Importa por isso conhecer melhor a nossa floresta, em particular um indicador que faz enorme diferença: haver ou não gestão dos nossos solos.
Estima-se que apenas pouco mais de 850 mil hectares (26,7% dos 3,31 milhões de hectares de floresta contabilizados em 2020) da floresta portuguesa tivesse um plano de gestão de longo prazo em 2020, com objetivos de conservação e/ou produção. As florestas são geridas sob um plano a longo prazo (10 ou mais anos) para atingir objetivos sustentáveis, com revisões periódicas. Os planos de gestão florestal incluem planos de proteção florestal para áreas protegidas e a área florestal é cuidada por gestores florestais/ambientais profissionais.
Entre os países da UE analisados, ou seja, com dados disponíveis, Portugal é o segundo país com menor percentagem de área florestal com plano de gestão de longo prazo (apenas superando a Itália). O número nacional fica muito aquém da realidade europeia, cuja média supera os 70%. Vários países gerem ativamente 100% da sua floresta, como é o caso da Eslovénia, Hungria, Finlândia ou República Checa. É também interessante o facto de entre os países com menor percentagem de área florestal com plano de gestão estarem entre os países onde a área ardida por cada hectare de área terrestre é superior.

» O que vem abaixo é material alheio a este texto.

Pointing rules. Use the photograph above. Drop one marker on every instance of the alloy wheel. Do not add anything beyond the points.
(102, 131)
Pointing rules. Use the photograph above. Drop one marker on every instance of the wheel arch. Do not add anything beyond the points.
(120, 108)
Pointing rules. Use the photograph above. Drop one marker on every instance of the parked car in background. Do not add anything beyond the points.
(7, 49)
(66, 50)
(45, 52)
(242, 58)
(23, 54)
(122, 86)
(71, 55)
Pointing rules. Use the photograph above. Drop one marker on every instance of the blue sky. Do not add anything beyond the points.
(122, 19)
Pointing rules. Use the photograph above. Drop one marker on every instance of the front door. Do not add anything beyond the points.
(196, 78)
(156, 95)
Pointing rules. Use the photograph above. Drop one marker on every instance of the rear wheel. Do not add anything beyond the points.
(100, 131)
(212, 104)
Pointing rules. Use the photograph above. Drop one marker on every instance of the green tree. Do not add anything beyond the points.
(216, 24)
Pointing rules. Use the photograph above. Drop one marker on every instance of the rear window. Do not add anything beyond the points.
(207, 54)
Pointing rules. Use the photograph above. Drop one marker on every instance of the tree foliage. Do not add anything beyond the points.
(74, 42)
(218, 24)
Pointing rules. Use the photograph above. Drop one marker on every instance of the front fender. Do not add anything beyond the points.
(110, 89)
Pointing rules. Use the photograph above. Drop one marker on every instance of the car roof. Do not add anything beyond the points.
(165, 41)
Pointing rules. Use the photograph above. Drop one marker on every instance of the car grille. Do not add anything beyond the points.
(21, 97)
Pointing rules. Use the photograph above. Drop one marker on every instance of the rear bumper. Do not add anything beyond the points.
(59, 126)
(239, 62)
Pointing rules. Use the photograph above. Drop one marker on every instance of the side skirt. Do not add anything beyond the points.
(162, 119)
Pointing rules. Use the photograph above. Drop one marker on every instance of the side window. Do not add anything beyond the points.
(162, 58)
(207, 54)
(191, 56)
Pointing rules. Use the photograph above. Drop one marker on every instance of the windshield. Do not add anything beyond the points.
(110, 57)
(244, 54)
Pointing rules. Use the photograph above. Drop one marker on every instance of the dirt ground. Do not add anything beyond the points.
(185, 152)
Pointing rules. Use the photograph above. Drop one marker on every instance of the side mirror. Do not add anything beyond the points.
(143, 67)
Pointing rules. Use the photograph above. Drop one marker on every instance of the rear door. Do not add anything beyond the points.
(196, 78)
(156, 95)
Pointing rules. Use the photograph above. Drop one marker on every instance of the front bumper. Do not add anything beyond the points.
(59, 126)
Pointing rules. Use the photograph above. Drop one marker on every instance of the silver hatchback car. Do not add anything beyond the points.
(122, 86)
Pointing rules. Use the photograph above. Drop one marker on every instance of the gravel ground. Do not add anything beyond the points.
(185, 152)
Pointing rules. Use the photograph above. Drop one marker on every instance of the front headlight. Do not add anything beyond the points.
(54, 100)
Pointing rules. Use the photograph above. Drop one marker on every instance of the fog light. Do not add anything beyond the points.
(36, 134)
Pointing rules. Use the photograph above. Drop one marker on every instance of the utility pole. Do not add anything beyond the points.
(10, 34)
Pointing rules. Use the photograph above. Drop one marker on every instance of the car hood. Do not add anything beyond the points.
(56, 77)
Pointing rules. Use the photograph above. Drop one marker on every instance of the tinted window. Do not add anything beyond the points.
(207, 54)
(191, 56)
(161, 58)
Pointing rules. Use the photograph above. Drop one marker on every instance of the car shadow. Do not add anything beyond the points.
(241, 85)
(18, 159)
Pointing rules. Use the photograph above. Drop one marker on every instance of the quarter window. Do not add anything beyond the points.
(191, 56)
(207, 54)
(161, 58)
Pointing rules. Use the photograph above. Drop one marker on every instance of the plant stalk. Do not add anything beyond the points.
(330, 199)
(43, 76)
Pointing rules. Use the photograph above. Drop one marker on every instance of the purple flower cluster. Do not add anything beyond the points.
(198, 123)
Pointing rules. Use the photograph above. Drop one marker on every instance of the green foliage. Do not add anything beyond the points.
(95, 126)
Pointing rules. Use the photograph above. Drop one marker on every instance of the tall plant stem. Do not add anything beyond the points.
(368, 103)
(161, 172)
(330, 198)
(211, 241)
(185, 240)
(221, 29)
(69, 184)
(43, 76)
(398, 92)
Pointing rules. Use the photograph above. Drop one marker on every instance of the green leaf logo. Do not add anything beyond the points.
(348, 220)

Em Portugal, 97% da floresta pertence a proprietários privados. No entanto, não parece existir uma relação direta entre o tipo de propriedade – floresta pública ou privada – e o facto de esta ser gerida ou não, de acordo com os dados compilados na Base de dados da UNECE – Comissão Económica das Nações Unidas para a Europa.
Os inúmeros estudos publicados, inclusive os relatórios das Comissões Técnicas Independentes (CTI) realizados aos grandes fogos de 2017, destacam que o fator crucial para a propagação dos fogos é se há acumulação de matos ou não, ou seja, se há gestão. Aliás, uma das CTI de 2017 concluiu que “as áreas de eucaliptal puro com mato arderam numa percentagem de 14,6% em comparação com as áreas sem matos em que essa percentagem foi apenas de 6,0%”. Quanto ao pinheiro, “arderam 11,1% das áreas de povoamentos puros sem matos contra 19,6% de povoamentos puros com matos”. De realçar ainda que desde 2001 os matos e pastagens representam 44% da área ardida, contra 20% de áreas com pinheiro-bravo e 18% com eucalipto.
O abandono dos meios rurais e de muitas atividades agrícolas, acompanhado por uma economia frágil, empresas descapitalizadas e baixos salários, conduz infelizmente ao cenário que assistimos: pouca riqueza gerada com os solos e por isso não geram incentivos e rendimentos suficientes para a sua preservação e proteção, criando assim um contexto privilegiado para o surgimento de grandes fogos.